[Cleopatra by Jacob Abbott]@TWC D-Link book
Cleopatra

CHAPTER VII
26/27

He formed a plan for taking her to Rome, and marrying her there; and he took measures for having the laws of the city altered so as to enable him to do so, though he was already married.
All these things produced great discontent and disaffection among Caesar's friends and throughout the Roman army.

The Egyptians, too, strongly censured the conduct of Cleopatra.
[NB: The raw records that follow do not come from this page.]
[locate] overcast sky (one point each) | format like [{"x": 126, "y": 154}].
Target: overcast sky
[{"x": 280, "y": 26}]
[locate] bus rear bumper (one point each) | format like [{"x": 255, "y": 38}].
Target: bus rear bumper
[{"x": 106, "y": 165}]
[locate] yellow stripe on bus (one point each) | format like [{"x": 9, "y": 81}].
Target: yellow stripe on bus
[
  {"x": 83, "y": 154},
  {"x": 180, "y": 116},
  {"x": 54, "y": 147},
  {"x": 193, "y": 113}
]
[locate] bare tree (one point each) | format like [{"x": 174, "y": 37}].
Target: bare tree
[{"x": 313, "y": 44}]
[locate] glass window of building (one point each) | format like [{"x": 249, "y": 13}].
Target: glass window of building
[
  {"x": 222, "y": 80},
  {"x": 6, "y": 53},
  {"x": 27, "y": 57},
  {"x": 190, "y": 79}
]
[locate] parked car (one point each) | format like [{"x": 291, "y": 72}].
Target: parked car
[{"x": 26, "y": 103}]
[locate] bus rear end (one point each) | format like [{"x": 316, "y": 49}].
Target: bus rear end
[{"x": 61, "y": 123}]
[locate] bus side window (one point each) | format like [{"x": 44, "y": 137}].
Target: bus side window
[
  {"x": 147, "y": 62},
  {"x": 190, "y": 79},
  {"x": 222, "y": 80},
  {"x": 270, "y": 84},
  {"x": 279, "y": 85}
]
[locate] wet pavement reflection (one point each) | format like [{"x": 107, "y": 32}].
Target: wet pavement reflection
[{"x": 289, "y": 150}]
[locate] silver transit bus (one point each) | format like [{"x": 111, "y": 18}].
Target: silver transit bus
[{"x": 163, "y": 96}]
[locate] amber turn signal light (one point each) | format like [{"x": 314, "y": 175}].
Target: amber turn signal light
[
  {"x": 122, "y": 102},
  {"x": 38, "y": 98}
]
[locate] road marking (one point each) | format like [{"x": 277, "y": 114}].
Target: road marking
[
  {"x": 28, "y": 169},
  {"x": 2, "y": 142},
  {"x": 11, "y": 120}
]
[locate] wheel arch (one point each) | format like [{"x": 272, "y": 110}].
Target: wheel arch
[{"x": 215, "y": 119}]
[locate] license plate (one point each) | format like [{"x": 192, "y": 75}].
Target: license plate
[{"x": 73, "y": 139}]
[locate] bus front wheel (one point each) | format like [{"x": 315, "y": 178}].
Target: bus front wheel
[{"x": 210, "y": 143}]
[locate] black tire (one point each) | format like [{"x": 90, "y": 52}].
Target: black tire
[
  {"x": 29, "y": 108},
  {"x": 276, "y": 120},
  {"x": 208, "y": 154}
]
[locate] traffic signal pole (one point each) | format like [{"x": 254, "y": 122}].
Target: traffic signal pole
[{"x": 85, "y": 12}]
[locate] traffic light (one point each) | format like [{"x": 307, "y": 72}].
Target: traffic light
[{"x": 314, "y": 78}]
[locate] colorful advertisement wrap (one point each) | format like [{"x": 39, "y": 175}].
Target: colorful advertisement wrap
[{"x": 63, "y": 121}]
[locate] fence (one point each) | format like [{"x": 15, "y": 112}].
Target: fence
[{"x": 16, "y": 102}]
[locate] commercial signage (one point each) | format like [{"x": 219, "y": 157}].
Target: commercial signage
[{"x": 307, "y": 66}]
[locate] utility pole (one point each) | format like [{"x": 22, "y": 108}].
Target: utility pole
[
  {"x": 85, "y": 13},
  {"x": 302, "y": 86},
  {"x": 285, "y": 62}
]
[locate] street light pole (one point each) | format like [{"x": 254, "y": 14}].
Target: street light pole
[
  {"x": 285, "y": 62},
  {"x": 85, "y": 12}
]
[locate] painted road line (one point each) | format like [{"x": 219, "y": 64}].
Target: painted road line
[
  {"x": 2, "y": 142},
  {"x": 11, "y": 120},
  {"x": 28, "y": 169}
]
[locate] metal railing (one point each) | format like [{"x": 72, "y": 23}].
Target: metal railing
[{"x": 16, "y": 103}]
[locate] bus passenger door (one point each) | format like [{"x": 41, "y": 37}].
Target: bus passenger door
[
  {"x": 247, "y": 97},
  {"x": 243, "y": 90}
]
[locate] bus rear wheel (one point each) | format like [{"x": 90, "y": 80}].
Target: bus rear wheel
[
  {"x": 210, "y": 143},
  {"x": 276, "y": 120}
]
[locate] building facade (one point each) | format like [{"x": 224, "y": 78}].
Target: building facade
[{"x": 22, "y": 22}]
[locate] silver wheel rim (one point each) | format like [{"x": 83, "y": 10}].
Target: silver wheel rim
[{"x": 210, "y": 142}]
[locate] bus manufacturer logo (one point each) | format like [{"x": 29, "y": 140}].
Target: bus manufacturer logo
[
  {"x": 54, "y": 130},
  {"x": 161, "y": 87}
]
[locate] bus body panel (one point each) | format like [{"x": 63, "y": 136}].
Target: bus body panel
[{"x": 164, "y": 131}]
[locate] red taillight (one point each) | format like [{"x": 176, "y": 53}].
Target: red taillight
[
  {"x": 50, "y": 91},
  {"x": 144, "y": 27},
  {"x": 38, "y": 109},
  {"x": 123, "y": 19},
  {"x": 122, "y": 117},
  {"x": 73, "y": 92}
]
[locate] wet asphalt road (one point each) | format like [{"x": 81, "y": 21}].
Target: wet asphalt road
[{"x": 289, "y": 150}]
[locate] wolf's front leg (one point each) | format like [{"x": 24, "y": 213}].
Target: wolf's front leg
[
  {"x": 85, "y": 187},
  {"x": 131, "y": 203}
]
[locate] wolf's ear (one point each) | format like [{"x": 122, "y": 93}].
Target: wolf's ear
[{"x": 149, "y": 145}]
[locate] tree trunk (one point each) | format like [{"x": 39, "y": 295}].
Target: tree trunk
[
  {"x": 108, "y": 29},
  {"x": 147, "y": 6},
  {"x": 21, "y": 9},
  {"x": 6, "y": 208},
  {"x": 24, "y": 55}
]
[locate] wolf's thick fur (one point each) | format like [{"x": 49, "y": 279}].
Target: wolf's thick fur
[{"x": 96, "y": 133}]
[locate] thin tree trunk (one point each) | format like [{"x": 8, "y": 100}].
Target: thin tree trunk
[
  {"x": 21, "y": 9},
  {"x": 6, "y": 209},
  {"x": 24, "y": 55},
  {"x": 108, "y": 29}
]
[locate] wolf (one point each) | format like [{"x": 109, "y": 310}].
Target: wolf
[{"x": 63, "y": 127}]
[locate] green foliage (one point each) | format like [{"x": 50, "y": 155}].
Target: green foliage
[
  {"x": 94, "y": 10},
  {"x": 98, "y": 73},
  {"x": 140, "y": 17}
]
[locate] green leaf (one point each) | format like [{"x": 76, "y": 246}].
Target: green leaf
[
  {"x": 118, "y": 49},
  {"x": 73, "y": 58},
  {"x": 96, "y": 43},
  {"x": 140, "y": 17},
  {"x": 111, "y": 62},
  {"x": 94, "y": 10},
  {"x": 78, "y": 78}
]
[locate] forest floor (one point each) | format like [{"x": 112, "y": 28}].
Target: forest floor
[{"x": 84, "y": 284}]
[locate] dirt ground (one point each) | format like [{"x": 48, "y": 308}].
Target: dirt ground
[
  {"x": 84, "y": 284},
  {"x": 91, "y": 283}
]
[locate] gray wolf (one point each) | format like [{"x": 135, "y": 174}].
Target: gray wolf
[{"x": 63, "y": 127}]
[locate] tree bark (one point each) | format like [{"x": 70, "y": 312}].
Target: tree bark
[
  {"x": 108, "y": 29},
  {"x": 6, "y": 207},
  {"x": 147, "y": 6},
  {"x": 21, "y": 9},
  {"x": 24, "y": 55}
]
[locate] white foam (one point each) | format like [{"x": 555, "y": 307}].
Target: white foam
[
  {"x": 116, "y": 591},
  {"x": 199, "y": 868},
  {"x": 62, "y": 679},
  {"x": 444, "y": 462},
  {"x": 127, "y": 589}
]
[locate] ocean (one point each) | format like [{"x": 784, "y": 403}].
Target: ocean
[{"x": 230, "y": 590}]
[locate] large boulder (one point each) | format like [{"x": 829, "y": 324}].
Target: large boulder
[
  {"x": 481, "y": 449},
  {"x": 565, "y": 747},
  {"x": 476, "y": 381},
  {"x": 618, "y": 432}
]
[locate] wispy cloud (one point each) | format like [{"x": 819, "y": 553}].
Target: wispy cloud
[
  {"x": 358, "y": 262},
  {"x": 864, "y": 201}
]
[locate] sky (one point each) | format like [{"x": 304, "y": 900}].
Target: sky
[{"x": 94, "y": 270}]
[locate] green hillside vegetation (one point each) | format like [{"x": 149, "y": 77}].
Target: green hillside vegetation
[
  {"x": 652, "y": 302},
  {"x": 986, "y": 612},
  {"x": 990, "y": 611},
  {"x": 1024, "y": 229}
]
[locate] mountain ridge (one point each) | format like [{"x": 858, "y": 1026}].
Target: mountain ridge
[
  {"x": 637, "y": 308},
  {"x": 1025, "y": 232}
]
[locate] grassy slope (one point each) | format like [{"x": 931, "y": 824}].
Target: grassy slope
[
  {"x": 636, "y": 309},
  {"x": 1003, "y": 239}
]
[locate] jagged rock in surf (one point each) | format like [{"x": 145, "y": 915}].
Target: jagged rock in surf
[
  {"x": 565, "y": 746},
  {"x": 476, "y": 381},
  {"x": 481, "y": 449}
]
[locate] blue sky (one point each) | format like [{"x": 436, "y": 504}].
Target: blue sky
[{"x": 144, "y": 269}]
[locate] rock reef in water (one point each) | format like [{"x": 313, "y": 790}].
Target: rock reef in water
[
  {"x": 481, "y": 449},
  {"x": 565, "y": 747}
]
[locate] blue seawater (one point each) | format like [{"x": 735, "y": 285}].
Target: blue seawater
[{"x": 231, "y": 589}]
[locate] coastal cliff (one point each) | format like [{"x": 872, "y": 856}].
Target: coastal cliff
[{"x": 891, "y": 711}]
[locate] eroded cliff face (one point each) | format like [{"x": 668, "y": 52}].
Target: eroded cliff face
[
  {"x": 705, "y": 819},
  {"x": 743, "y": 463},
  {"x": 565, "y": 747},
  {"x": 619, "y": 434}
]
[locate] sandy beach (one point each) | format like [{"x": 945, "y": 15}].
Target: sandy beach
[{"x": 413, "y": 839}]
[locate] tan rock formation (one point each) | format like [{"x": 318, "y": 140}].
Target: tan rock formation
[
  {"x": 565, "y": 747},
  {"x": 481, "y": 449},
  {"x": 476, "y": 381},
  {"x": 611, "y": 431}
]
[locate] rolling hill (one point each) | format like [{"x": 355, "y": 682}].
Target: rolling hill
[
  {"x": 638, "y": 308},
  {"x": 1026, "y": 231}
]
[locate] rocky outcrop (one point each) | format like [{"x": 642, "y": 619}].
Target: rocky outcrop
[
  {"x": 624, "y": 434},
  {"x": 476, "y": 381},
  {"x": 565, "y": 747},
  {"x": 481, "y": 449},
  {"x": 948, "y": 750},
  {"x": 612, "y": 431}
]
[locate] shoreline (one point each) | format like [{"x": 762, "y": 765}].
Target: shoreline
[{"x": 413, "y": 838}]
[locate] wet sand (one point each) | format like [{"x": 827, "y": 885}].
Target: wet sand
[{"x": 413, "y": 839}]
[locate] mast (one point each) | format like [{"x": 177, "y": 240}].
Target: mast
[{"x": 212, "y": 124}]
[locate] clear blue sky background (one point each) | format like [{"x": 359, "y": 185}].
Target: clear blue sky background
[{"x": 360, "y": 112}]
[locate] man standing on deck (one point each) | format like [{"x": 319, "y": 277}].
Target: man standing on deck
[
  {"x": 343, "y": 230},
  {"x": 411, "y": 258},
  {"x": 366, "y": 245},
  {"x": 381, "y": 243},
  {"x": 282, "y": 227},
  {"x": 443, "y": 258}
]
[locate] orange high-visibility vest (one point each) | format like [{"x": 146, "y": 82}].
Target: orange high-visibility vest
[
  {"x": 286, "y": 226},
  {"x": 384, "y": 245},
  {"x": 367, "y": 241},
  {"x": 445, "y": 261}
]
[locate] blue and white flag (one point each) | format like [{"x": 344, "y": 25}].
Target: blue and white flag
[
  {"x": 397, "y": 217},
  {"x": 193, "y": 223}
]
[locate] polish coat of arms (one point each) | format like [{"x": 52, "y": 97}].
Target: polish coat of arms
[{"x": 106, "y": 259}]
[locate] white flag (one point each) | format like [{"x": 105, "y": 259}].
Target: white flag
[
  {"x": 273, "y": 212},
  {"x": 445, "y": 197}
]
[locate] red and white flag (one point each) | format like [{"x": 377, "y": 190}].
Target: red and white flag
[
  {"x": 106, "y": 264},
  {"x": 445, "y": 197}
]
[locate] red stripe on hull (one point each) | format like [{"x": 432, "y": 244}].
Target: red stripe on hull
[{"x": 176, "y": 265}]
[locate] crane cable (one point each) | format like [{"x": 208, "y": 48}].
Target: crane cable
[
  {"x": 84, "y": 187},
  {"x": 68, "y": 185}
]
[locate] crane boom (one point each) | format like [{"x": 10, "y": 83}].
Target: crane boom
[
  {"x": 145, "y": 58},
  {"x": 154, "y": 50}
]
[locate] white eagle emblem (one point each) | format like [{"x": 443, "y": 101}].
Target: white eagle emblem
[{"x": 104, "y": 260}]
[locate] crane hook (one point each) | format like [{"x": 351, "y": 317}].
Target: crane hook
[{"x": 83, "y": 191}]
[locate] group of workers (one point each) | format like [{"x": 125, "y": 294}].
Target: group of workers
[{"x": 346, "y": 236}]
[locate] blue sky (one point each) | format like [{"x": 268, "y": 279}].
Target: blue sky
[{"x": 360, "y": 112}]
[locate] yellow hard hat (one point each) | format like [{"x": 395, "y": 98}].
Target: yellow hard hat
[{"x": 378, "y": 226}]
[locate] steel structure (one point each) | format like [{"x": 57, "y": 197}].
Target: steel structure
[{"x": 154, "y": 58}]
A son was born to her about this time, whom the Alexandrians named, from his father, Caesarion.
Cleopatra was regarded in the new relation of mother, which she now sustained, not with interest and sympathy, but with feelings of reproach and condemnation.
Cleopatra was all this time growing more and more accomplished, and more and more beautiful; but her vivacity and spirit, which had been so charming while it was simple and childlike, now began to appear more forward and bold.

It is the characteristic of pure and lawful love to soften and subdue the heart, and infuse a gentle and quiet spirit into all its action; while that which breaks over the barriers that God and nature have marked out for it, tends to make woman masculine and bold, to indurate all her sensibilities, and to destroy that gentleness and timidity of demeanor which have so great an influence in heightening her charms.

Cleopatra was beginning to experience these effects.